INTERVIEW – JACQUES DELABIE (6 juin 2020)


AL - Comment en es-tu venu à travailler sur les fourmis?
JD – J’étais, depuis tout jeune, décidé à faire de l’entomologie, avec un vague curiosité pour les sauterelles. Quand j’ai été pris au DEA d’Entomologie de Paris VI, j’ai rencontré différents chercheurs pour trouver un sujet de recherche auxquels j’exposai mon intérêt pour le Brésil, puisque je venais d’épouser une brésilienne. De fil en aiguille, j’ai rencontré Charles Descoins, de l’INRA, et Claudine Masson, du CNRS, qui avaient en vue une collaboration avec l’INRA de Guadeloupe pour travailler sur les fourmis champignonnistes. « La Guadeloupe, c’est déjà la moitié du chemin pour le Brésil » m’a t-on dit alors. Après avoir fait le DEA à la Station de Recherche sur l’Abeille et les Insectes Sociaux, INRA/CNRS, de Bures-sur-Yvette, où j’ai déjà commencé à travailler sur Acromyrmex octospinosus, je suis parti comme Volontaire de l’Aide Technique (service militaire) à Petit-Bourg en Guadeloupe, dans le laboratoire d’Alain Kermarrec. Je suis ensuite retourné chez Claudine Masson, à Bures sur Yvette pour terminer le Doctorat. Tout cela a commencé fin 1980, j’ai eu l’opportunité de cotoyer de nombreux entomologistes pendant toute cette période, et je n’ai jamais (ou presque) cessé d’étudier les fourmis depuis.

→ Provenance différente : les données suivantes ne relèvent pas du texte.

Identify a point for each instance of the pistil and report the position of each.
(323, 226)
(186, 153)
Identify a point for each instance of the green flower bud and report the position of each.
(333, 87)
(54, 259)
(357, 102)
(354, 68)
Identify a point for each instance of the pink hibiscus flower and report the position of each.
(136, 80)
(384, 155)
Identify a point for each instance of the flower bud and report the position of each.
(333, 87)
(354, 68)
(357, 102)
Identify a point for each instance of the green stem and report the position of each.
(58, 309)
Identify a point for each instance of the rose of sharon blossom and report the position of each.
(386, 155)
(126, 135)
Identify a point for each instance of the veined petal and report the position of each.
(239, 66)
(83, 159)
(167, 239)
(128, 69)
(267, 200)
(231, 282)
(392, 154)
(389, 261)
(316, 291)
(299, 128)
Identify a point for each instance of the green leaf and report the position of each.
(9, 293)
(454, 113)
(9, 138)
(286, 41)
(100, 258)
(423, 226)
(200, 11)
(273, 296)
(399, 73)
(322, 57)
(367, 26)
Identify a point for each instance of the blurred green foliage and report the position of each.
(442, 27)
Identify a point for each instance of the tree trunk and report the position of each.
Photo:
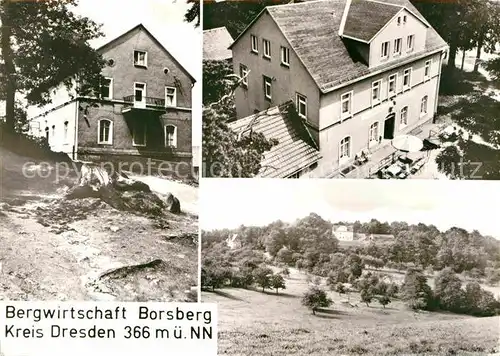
(480, 43)
(9, 68)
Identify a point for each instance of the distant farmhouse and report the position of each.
(345, 233)
(233, 242)
(357, 72)
(143, 110)
(216, 44)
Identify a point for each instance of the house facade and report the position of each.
(359, 72)
(143, 112)
(343, 232)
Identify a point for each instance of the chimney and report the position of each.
(344, 17)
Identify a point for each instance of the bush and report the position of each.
(316, 298)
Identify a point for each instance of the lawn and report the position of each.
(255, 323)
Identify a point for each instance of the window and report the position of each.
(391, 86)
(407, 79)
(140, 93)
(139, 134)
(267, 48)
(170, 96)
(285, 56)
(385, 50)
(410, 43)
(170, 136)
(107, 88)
(140, 58)
(373, 135)
(302, 105)
(427, 70)
(376, 92)
(346, 104)
(397, 46)
(403, 120)
(244, 75)
(267, 88)
(423, 106)
(65, 132)
(104, 132)
(255, 43)
(345, 149)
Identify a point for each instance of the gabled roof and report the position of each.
(216, 44)
(326, 56)
(366, 18)
(294, 151)
(140, 27)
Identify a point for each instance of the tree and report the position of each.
(262, 277)
(285, 272)
(316, 298)
(340, 288)
(278, 282)
(225, 153)
(366, 296)
(193, 13)
(32, 33)
(415, 291)
(384, 300)
(448, 291)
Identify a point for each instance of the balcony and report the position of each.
(148, 104)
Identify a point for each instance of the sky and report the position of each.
(165, 20)
(467, 204)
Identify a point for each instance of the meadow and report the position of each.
(264, 324)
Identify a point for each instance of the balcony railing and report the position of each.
(155, 102)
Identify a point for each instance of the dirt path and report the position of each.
(53, 252)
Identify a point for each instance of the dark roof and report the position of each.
(216, 44)
(366, 18)
(140, 27)
(294, 151)
(318, 45)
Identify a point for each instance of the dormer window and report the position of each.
(255, 44)
(376, 92)
(384, 53)
(406, 79)
(267, 48)
(397, 46)
(140, 58)
(285, 56)
(410, 43)
(346, 105)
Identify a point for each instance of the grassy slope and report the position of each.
(253, 323)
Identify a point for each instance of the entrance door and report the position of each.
(140, 95)
(389, 124)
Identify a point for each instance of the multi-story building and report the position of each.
(358, 72)
(343, 232)
(143, 112)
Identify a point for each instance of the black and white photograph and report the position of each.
(100, 105)
(361, 89)
(352, 267)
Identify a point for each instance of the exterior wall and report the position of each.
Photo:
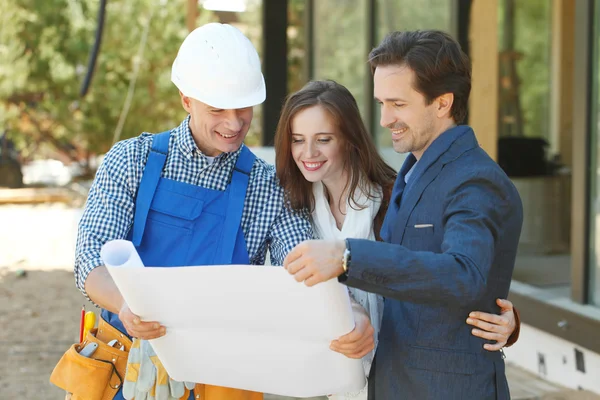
(483, 103)
(555, 359)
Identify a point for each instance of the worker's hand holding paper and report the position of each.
(240, 326)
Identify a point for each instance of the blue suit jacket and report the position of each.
(452, 236)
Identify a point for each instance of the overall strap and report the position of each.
(152, 172)
(235, 207)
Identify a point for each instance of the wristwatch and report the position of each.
(345, 263)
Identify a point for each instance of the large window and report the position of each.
(595, 170)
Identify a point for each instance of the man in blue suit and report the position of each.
(451, 231)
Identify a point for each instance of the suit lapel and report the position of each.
(427, 169)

AL - Tu es français, mais tu travailles au Brésil. Comment devient-on chercheur au Brésil ?
JD – C’est à la fois un concours de circonstances et la saisie d’une opportunité. Je ne crois pas que cela fonctionnerait encore aujourd’hui de cette façon. Après avoir défendu la thèse fin 1984, je suis venu au Brésil avec quelques exemplaires de celle-ci sous le bras (pour la propagande) afin de visiter des universités et centres de recherche où j’avais repéré des gens qui publiaient sur les hyménoptères sociaux. Grâce à une aide financière que m’avait procuré ma directrice de thèse, j’ai pu voyager dans tous les coins du Brésil pendant trois semaines. Les gens que j’ai visités à cette occasion se sont montrés souvent intéressés par mon profil (j’ai d’ailleurs collaboré avec plusieurs d’entre eux par la suite), mais c’est au Centre de Recherche sur le Cacao, dans le sud de Bahia, que j’ai reçu l’accueil le plus direct, avec une proposition d’emploi à la clef. Cependant pour y arriver, il m’a fallu rentrer en France, demander un visa d’immigrant, déménager vers le Brésil et attendre encore environ un an (c’était l’époque de la transition vers la démocratie au Brésil et, bureaucratie oblige, il a bien fallu que l’administration s’organise). Cela a été un peu long pour l’époque, mais je me rends compte combien j’ai été chanceux car je n’ai pas eu besoin de participer d’une sélection ni de moisir de longues années en stages ou en formations post-doctorales comme beaucoup de jeunes chercheurs européens ou brésiliens aujourd’hui et qui attendent LE concours. J’ai commencé donc à travailler au Centre de Recherche sur le Cacao en avril 1986 et j’y suis toujours aujourd’hui. Par la suite j’ai même pris la nationalité brésilienne et j’ai fait un concours à l’Université d’Etat Santa Cruz où j’enseigne à mi-temps.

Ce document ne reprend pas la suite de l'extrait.